Director: Wes Ball
Cast: Owen Teague, Kevin Durand, Freya Allan, William H. Macy
Have I Seen It Before: Nope. Brand new…?
Did I Like It: On spec this film has a lot working in its favor, and a lot working against it. For one, the previous trilogy of Apes films took a moribund franchise* and infused in with more than enough good will to go around. In my review of those films, I struggled to find anything that might not have been up to snuff, even with Rise of the Planet of the Apes (2011) my least favorite of those three films.
On the other hand, the fundamental engine which made those films as special as they are—spoilers, it is Andy Serkis—is nowhere to be found.
Where does that leave this film? Mostly fine. I think Owen Teague especially equates himself rather well, when he could have been overwhelmed by the legacy of the truly great performance which preceded him. He has a certain sensitive quality which brings to mind Roddy McDowall, and feels perfectly at home in this story taking place as the titular planet is more fully taken over by the titular apes.

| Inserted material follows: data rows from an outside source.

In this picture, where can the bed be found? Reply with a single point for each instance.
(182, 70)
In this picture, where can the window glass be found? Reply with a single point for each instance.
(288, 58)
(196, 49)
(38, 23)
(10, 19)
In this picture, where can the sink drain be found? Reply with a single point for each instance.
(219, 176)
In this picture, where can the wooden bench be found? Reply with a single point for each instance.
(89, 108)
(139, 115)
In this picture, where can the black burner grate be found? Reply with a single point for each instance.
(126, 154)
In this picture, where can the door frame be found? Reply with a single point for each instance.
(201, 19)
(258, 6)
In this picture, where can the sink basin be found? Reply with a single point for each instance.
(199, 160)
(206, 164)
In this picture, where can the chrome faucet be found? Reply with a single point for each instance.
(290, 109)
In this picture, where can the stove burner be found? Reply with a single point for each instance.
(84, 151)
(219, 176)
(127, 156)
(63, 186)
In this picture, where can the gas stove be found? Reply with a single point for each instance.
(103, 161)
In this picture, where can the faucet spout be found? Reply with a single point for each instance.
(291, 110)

The film that surrounds Teague’s Noa isn’t quite as good as its predecessors, although tis certainly a fair sight better than most of the movies for which the aforementioned Roddy McDowall had to politely show up. The larger portion of the first half of the film drags interminably, and feels like it is borrowing too heavily from the Serkis-led films. Each of the predecessors felt like a different from each other, which is enough of a small miracle from a modern blockbuster series. Once things pick up and the goals of the still-verbal humans out in the world become clear, things are a bit more interesting, but ultimately not as well-crafted. War brought the human race even lower, but this one seems to insist on retconning that to the point that almost most of the humans are behaving as if the Simian flu had only broken out last year as opposed to 300 years ago. It makes the saga all a bit murky, although, again, not nearly as murky as the time-loopy stuff of previous films…
Although if there are more Apes to come, maybe they’ll come around to that stuff too. More than a few characters do spend more than a little amount of time looking out through telescopes during the film, if you catch my meaning.
*For once, I’m not specifically trying to drag the later work of Tim Burton. For all of the charm that the latter entries in the original Apes films have, they weren’t exactly the big-time awe-inspiring experience of the original.